U.S. dependence on strategic minerals is a result of the failure of U.S. policymakers to recognize the inability of free markets and free trade to address strategic issues. In general, free markets are efficient in allocating resources, and free trade works best when all parties abide by the rules. But when actors such as the PRC flout the rules and pursue predatory policies to direct resources to their own strategic advantage, “free trade” becomes a dangerous fiction that undermines a truly liberal global system. China has repeatedly demonstrated an inclination to use its growing power to undercut accepted rules and coerce other countries.

We have seen this dynamic at work over the past two decades. On the domestic side, the United States was producing a diverse mix of minerals as recently as the turn of the century, but a variety of market forces led to a decrease in U.S. mineral production and processing. With the shutdown of many domestic mines, U.S. dependence on minerals from abroad has doubled. China is now a major supplier of half of the United States’ strategic minerals, including metals for electric-car batteries and weapons systems.

On the international side, the PRC has consistently refused to play by the economic rules, heavily subsidizing its mining industry and ignoring environmental and labor standards in order to upend global markets and dominate global production of strategic metals. As a result of the confluence of these domestic and international forces, the United States imports 80 percent of these metals directly from China, with much of the remainder indirectly sourced from China through other countries.

The long-term danger to U.S. economic health is illustrated by the case of the emerging global automobile industry. Thanks to aggressive government policies aimed at nurturing the growth of high-tech industries, China now leads in the production of electric vehicles (EVs). In 2010, there were only 17,000 EVs worldwide. By 2019, the number had swelled to 7.2 million. Today, the PRC has a larger EV market than the U.S. and Europe combined.

By using EVs to leapfrog ahead, Beijing can overtake established automakers and increase its share of the world market. Morgan Stanley expects EVs to account for 35 percent of the global auto market by 2030. IHS Markit projects EVs will be 60 to 80 percent of cars sold by 2050. China is also poised to dominate a number of other high-tech industries, including superconductors, telecommunications, artificial intelligence, robotics, and advanced aircraft manufacturing.

To achieve its goal, China is investing heavily in minerals production and processing. Chinese firms have locked up supplies of minerals and metals using a combination of state-directed investment and state-backed capital, with far-reaching implications for minerals security.

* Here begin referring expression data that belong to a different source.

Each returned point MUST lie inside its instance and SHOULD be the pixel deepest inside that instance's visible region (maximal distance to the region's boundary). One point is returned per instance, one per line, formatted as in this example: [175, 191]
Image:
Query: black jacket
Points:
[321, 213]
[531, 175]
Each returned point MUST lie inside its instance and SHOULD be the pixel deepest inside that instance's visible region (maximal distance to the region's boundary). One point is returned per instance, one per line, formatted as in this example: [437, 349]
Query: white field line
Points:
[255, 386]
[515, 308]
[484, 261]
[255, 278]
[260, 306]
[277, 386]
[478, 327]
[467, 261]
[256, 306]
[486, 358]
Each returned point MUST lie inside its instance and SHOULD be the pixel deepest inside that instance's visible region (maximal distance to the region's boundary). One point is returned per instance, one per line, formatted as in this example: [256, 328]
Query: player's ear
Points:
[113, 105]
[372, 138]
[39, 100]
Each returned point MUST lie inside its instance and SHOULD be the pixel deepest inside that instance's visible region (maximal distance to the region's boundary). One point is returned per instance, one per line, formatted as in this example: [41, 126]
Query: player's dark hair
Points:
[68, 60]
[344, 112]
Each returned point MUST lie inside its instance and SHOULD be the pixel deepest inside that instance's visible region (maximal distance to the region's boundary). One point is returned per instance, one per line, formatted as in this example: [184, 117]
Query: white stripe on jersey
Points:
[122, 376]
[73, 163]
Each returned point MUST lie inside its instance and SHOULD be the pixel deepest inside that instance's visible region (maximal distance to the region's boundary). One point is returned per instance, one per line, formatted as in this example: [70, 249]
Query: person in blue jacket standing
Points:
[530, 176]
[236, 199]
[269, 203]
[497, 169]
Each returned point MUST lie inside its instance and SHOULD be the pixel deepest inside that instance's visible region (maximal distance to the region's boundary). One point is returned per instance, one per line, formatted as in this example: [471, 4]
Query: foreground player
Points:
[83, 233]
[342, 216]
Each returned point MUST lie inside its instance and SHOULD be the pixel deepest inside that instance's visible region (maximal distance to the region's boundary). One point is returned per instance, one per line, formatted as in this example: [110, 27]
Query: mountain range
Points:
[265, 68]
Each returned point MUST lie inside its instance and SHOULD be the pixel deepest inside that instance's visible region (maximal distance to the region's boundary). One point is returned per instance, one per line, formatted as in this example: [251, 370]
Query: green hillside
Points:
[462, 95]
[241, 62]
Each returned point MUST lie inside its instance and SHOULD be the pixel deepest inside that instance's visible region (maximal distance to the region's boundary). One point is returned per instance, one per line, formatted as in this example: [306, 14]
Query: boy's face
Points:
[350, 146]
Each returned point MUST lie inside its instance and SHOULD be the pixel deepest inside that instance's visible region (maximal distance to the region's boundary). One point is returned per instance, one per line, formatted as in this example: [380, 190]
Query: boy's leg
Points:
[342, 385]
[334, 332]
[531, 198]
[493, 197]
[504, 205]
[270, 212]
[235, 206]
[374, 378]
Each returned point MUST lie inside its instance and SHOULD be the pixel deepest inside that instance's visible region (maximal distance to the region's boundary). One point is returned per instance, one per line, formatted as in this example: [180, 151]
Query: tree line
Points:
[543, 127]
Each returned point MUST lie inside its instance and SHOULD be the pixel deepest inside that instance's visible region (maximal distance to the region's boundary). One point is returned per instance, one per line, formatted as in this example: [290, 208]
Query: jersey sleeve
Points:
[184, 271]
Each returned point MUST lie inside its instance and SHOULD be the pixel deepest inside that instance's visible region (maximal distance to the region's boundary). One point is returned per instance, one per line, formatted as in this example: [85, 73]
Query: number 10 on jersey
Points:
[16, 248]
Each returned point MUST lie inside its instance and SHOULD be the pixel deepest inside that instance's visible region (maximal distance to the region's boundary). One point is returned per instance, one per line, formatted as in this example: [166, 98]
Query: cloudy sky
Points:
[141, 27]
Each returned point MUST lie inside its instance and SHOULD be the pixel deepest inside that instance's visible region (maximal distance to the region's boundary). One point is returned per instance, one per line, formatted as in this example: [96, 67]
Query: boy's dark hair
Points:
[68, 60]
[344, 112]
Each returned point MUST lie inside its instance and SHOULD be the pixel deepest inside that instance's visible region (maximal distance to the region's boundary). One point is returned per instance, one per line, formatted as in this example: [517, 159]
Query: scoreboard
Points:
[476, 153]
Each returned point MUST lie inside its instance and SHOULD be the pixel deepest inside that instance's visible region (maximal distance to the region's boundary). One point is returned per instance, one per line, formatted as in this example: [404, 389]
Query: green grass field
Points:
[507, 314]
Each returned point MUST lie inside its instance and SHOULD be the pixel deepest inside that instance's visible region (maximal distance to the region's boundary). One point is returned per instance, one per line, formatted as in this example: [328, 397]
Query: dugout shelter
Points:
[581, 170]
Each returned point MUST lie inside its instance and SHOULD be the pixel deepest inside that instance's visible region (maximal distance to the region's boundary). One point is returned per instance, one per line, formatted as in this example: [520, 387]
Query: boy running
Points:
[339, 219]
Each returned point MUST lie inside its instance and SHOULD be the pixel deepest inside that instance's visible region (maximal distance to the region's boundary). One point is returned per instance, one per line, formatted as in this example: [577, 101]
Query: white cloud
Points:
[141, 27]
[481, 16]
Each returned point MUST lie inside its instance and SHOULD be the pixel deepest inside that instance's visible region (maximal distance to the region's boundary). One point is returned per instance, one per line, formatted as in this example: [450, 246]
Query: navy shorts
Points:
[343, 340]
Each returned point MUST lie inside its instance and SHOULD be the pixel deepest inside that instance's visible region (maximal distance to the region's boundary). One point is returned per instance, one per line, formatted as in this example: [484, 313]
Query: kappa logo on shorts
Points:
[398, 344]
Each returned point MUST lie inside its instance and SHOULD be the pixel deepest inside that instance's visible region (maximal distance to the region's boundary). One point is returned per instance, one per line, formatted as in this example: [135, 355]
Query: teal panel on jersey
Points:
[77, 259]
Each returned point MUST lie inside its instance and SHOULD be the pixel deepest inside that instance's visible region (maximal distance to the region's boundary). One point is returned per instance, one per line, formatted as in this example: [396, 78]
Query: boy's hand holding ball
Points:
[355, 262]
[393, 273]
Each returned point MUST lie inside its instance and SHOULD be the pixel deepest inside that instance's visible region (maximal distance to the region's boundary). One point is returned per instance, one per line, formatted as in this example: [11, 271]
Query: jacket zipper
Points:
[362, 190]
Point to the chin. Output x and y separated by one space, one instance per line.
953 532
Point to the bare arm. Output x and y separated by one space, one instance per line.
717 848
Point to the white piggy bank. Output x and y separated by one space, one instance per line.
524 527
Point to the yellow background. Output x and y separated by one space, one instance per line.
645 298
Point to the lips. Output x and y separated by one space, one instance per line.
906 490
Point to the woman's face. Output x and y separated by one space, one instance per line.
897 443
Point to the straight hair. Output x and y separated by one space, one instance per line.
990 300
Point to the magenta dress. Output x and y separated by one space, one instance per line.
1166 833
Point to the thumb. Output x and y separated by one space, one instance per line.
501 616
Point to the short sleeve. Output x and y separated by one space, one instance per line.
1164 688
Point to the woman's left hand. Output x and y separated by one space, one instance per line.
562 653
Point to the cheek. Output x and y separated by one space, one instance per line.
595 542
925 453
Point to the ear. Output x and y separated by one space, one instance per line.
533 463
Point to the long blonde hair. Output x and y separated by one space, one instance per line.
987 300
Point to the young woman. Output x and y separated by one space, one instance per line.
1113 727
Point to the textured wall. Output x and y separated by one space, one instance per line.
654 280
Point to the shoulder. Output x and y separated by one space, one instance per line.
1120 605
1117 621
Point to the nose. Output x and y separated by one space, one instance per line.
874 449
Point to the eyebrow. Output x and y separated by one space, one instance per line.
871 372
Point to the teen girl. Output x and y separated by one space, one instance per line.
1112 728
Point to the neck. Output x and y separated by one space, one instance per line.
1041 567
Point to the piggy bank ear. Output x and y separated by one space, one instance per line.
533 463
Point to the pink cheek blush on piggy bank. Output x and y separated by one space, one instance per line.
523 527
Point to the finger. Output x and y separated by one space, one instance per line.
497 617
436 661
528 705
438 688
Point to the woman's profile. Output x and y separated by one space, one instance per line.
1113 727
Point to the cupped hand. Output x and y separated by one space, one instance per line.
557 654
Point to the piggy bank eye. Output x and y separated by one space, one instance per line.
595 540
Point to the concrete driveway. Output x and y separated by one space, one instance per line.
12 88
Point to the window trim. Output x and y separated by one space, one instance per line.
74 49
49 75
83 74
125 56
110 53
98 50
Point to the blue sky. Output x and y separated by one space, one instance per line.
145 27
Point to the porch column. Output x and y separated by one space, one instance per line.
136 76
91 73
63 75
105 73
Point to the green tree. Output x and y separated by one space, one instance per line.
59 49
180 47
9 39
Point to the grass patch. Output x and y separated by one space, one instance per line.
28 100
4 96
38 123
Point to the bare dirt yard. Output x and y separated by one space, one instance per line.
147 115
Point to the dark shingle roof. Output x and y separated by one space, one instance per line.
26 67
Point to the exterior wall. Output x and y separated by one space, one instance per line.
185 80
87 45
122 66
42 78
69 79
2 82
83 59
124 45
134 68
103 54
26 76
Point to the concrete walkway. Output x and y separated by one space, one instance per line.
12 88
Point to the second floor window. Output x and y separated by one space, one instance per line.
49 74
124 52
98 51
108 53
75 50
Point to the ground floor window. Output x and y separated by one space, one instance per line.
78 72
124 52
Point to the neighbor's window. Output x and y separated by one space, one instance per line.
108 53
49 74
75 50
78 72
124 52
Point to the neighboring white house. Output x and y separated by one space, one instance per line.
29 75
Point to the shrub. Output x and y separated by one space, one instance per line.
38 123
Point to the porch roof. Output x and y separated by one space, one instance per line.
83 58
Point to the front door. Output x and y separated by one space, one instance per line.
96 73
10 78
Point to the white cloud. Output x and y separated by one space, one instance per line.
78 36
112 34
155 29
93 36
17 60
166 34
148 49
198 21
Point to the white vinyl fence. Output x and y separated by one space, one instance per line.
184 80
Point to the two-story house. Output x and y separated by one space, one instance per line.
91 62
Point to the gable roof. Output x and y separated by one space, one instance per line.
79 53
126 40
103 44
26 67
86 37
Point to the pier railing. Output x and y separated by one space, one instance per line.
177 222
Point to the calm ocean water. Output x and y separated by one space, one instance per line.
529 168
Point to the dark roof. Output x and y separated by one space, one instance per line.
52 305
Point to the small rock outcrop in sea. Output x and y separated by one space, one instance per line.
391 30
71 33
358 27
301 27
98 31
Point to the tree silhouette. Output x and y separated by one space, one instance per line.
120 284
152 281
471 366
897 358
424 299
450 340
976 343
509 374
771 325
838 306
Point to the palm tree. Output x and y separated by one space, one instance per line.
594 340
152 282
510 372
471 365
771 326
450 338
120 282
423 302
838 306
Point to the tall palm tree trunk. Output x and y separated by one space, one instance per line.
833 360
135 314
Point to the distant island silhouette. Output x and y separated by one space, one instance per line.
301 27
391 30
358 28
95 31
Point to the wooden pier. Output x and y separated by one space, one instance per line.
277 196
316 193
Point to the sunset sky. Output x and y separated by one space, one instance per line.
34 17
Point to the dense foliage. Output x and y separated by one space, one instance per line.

China already dominates the global supply of lithium, a necessary ingredient for EV batteries. A lithium-ion battery weighs about half a ton and typically contains about 25 pounds of lithium, 30 pounds of cobalt, 60 pounds of nickel, 110 pounds of graphite, and 90 pounds of copper, along with about 400 pounds of steel, aluminum, and various plastic components. But lithium is the key battery metal, and China or Chinese companies control 80 percent of the global lithium supply, which has given Beijing leverage in trade negotiations with the U.S.

As the manufacture of EVs ramps up, demand for lithium is expected to soar. Tesla, the largest electric-car maker in the United States, expects its need for lithium to grow eightfold by 2050. But Tesla is only one company. There are at least 50 EV manufacturers worldwide.

Without access to lithium and other battery minerals such as nickel, graphite, and cobalt, America’s auto-manufacturing industry might not survive, to the detriment of U.S. economic health as a whole. Reducing dependence on China-sourced lithium must be an integral part of U.S. strategic policy. But for such a policy to succeed, the U.S. needs to kick-start domestic production of critical metals instead of relying on imports. The U.S. has vast domestic mineral resources. With appropriate policies, the country can repatriate millions of jobs, increase domestic manufacturing, bolster mining in the U.S., and boost the productivity of U.S. auto companies. How we respond will shape our economy and the international system for decades.